1. Bölüm

395 18 96
                                    

Üniversitede olmanın gerçek bir özgürlük olduğunu düşünüyordum. Liseye göre daha az okula gidiyor olabiliriz. Fakat üniversitenin de ödevler ve sınavlar gibi zorlukları var. Yine de ben orada olmayı çok seviyorum.

İlk üniversitemi yeni bitirdim. Yüksek lisans yapmayı çok istiyordum. Neyse ki bazı şirket sahipleri burs konusunda eli açık davranıyor.

Tek başıma yaşıyorum. Daha doğrusu bu yıla kadar öyleydi.

Hayat benim için oldukça yorucu geçiyordu. Yarı zamanlı işlerde çalışmak, sınavlara hazırlanmak ve ev işleriyle uğraşmak.. Okulu sevsem de bunlar beni her zaman zorluyordu.

Kirayı ödemek beklediğimden daha zordu. Faturalar ve evin diğer giderleri beni aşıyordu. Bu yüzden son sınıf öğrencisi bir arkadaşımla birlikte yaşıyordum. Yanıma taşındığı henüz kısa bir süre olmasına rağmen, mezun olacağı için gitmişti. Bunun üzerine ben de ilk iş olarak kendime bir ev arkadaşı bulmaya karar verdim.

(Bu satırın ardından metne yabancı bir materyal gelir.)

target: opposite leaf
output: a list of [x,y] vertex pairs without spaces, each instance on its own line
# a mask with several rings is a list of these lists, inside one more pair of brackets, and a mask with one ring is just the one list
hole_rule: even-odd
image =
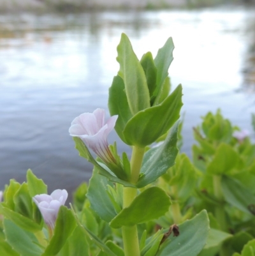
[[123,132],[127,144],[143,147],[166,133],[180,117],[182,95],[179,85],[161,104],[134,116]]
[[178,153],[176,144],[178,124],[179,122],[177,122],[173,125],[163,145],[145,153],[141,169],[142,175],[136,183],[138,188],[142,188],[156,181],[175,164]]
[[174,48],[173,40],[171,38],[169,38],[164,46],[159,49],[155,57],[154,63],[157,70],[157,87],[154,94],[156,98],[154,102],[154,105],[159,103],[164,80],[168,75],[169,66],[173,59],[173,50]]
[[235,179],[223,176],[221,186],[226,200],[244,213],[255,215],[255,196]]
[[91,202],[91,208],[101,218],[110,222],[117,213],[106,193],[107,185],[113,186],[113,184],[99,174],[95,167],[89,181],[87,197]]
[[168,211],[170,204],[170,199],[164,190],[150,187],[138,195],[129,207],[124,208],[110,225],[118,229],[157,219]]
[[108,106],[111,116],[119,116],[115,129],[118,135],[126,143],[123,130],[133,114],[128,105],[123,79],[119,75],[114,77],[112,86],[109,89]]
[[128,105],[135,115],[150,107],[145,74],[128,37],[124,33],[117,50],[117,60],[120,64],[118,75],[124,80]]
[[207,172],[210,174],[224,174],[235,168],[238,159],[238,154],[230,146],[222,143],[209,163]]
[[55,223],[54,234],[41,256],[56,255],[76,226],[71,211],[64,206],[61,206]]
[[193,219],[180,224],[179,236],[168,238],[156,256],[197,256],[205,245],[209,229],[207,211],[203,210]]
[[4,234],[11,247],[21,256],[40,256],[43,250],[37,245],[36,236],[30,232],[21,229],[13,222],[4,219]]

Yeni dönem başladığında okula, internet üzerinden birkaç siteye ve gazeteye ilan gönderdim. Masrafları bölüşmek, biraz para biriktirmeme ve hatta bir üniversite daha okumama yardımcı olabilirdi.

İki ayrı işte çalışıyordum. Hafta içi dersten sonra bir kahve dükkanına gidiyor, hafta sonları da küçük bir kitapçıda yarı zamanlı olarak çalışıyordum. Aslında tam gün çalışmak istiyordum. Fakat evde olabildiğim sadece iki günüm vardı ve onları da ders çalışmak ve temizlik yapmakla geçiriyordum. Yaşamak için gerçek bir mücadele veriyordum.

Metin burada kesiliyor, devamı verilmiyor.